The previous chapter dealt with factors influencing the total number of parasitoid species that a herbivore species may support. But not all parasitoids that compose a community are identical and interchangeable. Strict quantitative analyzes which ignore the components of parasitoid communities are likely to miss important aspects of community structure and evolution (see for example, Price & Pschorn–Walcher, 1988; Pschorn–Walcher & Altenhofer, 1989; Mills, 1993, 1994), and most of the mechanisms that have been proposed to explain large scale patterns in parasitoid species richness can only be distinguished by comparing their presumed effects on different components of parasitoid communities (Askew & Shaw, 1986; Gauld, 1986; Hawkins, Shaw & Askew, 1992). I now partition the parasitoid assemblages into component parts to examine in more detail parasitoid species richness and to evaluate some of the mechanisms that might be responsible for the patterns found in the preceding chapter.

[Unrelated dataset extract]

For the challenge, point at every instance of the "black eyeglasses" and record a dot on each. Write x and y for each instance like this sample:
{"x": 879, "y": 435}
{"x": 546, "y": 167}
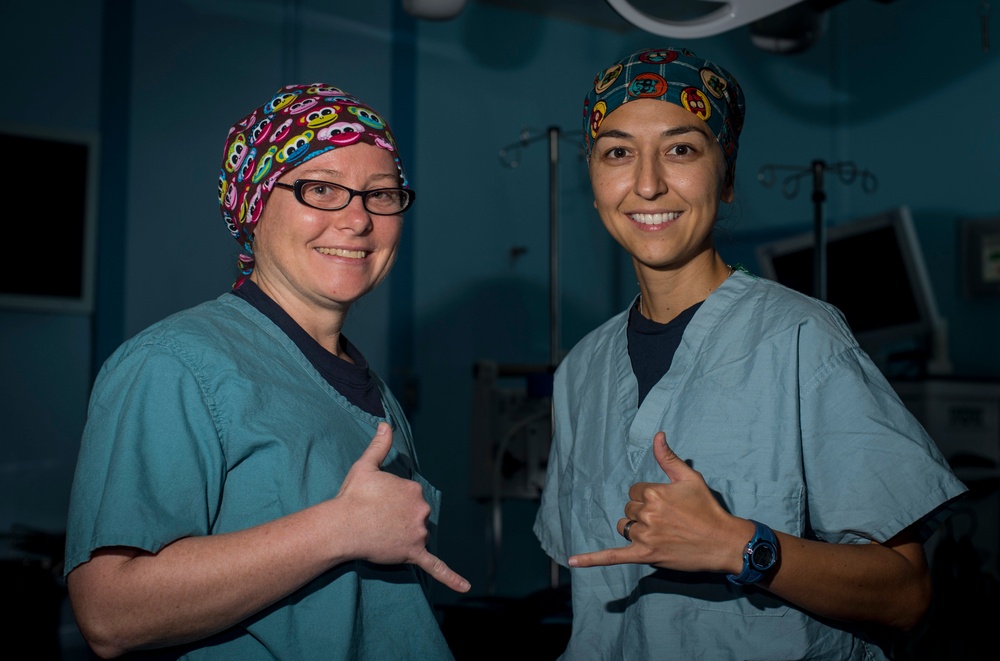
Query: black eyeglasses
{"x": 331, "y": 197}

The two criteria for dividing the parasitoids are their taxonomy and their biology. Parasitoids were distinguished taxonomically as being Hymenoptera or Diptera. Other, minor groups of parasitoids (e.g. Coleoptera) were not considered taxonomically. Within the Hymenoptera, the Ichneumonoidea, Chalcidoidea and other superfamilies were further distinguished. Parasitoids were distinguished biologically as being either idiobionts or koinobionts (sensu Askew & Shaw, 1986).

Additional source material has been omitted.